We do what we do because we know that the Internet has liberated our lives and [those] of so many others, and we want the same for all women in Pakistan.
Driven by the acute online harassment suffered by women in Pakistan, and stories of others murdered for having shared images or for merely owning a mobile phone, lawyer Nighat Dad set up the Digital Rights Foundation (DRF) in 2012. In May 2015 her name was added to TIME's Next Generation Leaders, a list that honours young people who are having a positive impact.
Formerly a lawyer specialising in family law, Nighat Dad, now in her mid-30s, had her own early struggle to get online. In an interview for the makingallvoicescount.org website in April 2015 she said that for a while she herself had had to stop using the internet, under pressure from her family. She went on to tell of how, in 2009, she visited the USA on an international leadership program which introduced her to women's rights and led her to reflect on discrimination against women in Pakistan.
Soon after, she and her colleagues began to research the use of the Internet among women in Pakistan, finding that not only were many women forbidden by their husbands and families to use the Internet or even to own mobile phones, commercial companies were offering software that enabled relatives to snoop on female family members. Dad was also shocked by the pervasive threats and harassment against women on social media, and reports of women being killed because of online activity.
Despite the dire situation, Dad is optimistic for the future.
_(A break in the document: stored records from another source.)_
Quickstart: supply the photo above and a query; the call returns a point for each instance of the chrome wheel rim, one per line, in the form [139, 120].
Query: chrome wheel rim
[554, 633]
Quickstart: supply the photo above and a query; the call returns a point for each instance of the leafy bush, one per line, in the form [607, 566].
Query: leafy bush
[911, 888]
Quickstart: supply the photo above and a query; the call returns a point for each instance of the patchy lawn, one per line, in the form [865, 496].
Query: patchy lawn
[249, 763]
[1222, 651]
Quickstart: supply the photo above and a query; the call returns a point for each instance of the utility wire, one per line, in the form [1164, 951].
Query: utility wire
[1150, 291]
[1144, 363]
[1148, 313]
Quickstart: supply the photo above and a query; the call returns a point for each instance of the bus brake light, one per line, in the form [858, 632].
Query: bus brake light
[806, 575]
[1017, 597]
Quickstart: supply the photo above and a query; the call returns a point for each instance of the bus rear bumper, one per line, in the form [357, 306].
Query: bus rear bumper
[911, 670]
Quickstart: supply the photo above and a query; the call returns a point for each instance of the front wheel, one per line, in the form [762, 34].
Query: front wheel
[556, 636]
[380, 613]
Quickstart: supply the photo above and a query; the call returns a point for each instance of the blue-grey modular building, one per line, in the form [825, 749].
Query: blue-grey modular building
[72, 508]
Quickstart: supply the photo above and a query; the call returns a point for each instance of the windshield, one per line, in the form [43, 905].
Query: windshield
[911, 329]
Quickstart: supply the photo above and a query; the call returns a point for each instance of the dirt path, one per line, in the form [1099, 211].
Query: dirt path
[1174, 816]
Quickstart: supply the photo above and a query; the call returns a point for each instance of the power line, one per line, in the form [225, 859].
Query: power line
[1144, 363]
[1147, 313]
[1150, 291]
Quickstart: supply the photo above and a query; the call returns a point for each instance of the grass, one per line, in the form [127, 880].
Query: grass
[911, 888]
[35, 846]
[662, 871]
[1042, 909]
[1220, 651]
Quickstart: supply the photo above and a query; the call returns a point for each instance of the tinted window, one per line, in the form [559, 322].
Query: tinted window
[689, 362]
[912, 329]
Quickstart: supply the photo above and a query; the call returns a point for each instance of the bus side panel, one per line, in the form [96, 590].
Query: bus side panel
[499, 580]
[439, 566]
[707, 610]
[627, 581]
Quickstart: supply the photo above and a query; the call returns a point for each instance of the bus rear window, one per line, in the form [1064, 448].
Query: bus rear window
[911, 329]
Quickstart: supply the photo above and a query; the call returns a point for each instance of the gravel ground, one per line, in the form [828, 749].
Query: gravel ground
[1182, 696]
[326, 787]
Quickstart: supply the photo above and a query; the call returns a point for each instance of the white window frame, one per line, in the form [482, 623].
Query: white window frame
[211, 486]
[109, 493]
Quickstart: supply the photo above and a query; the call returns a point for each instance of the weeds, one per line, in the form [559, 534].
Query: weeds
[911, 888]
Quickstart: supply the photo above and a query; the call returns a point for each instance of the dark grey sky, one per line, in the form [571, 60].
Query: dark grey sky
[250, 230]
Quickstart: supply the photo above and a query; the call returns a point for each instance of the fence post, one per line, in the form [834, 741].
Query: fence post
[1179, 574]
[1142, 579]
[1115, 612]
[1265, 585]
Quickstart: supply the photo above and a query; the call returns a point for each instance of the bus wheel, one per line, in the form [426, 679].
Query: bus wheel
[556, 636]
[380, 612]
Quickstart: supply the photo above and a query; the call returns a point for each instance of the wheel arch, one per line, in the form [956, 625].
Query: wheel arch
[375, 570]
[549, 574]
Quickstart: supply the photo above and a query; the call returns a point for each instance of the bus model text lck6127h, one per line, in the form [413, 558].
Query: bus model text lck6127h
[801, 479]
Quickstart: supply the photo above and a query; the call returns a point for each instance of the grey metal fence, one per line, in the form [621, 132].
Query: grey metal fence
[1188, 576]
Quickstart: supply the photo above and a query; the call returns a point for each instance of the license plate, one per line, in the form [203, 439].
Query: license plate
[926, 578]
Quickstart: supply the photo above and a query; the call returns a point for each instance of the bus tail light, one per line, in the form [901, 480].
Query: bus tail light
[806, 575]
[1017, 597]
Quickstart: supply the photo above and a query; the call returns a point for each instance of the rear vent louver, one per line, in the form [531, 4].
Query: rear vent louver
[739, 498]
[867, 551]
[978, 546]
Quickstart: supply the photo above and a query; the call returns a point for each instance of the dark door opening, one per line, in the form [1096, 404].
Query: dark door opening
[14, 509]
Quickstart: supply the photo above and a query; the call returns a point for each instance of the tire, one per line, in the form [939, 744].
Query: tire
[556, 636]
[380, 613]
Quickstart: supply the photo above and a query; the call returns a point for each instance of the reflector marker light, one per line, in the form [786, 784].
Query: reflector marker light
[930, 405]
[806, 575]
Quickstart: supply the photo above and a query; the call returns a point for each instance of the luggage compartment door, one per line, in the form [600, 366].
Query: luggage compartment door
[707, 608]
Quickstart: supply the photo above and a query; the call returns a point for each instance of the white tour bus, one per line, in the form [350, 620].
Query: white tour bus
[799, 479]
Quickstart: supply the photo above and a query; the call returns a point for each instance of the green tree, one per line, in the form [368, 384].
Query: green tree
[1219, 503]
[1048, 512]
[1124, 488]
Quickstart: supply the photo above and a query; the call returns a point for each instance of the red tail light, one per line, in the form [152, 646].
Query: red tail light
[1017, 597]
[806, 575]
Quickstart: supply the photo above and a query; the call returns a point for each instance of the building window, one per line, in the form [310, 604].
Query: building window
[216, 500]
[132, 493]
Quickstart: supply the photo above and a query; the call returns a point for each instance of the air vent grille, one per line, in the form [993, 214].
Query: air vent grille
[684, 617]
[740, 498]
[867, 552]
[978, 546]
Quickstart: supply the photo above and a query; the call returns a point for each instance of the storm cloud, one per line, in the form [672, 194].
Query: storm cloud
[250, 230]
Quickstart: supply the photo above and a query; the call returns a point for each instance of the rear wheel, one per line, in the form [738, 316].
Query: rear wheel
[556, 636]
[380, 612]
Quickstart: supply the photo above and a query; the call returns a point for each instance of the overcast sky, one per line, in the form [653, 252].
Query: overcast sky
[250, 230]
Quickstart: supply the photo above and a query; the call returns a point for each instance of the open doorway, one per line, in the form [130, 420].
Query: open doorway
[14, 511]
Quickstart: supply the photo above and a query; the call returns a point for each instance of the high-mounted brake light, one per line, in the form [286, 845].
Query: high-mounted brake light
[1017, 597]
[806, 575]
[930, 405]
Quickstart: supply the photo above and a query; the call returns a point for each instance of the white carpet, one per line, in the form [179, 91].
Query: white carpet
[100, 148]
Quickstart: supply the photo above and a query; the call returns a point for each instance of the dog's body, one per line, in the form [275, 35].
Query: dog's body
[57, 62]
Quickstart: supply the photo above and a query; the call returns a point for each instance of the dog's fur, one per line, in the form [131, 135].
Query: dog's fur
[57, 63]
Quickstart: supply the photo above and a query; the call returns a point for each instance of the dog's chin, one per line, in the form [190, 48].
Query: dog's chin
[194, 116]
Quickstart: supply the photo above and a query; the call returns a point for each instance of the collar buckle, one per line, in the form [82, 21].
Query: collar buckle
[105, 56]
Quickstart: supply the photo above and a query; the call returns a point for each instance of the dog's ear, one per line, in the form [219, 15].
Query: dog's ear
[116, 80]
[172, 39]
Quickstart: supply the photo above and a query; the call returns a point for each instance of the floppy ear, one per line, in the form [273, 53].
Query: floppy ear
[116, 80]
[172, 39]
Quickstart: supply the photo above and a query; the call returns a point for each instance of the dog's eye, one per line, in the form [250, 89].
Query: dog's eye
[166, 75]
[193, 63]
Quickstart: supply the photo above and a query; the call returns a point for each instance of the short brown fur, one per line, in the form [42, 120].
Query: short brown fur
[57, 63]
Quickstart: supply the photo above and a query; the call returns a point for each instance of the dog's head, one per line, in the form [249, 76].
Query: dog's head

She has spoken of the changes in Pakistani society she has witnessed since she started campaigning, with men increasingly accepting the rights of women to safe and secure Internet access. Dad and her team at the DRF are working to promote this right through awareness raising projects, workshops and training courses on tech literacy and security, which are also extended to representatives of minority groups and human rights defenders.
The DRF is also campaigning for legislative change. Early in 2015 it celebrated a victory in its campaign to halt the progress of the Cyber Crime Act through parliament.
In May 2015 her name was added to TIME's Next Generation Leaders, a list that honours young people who are having a positive impact.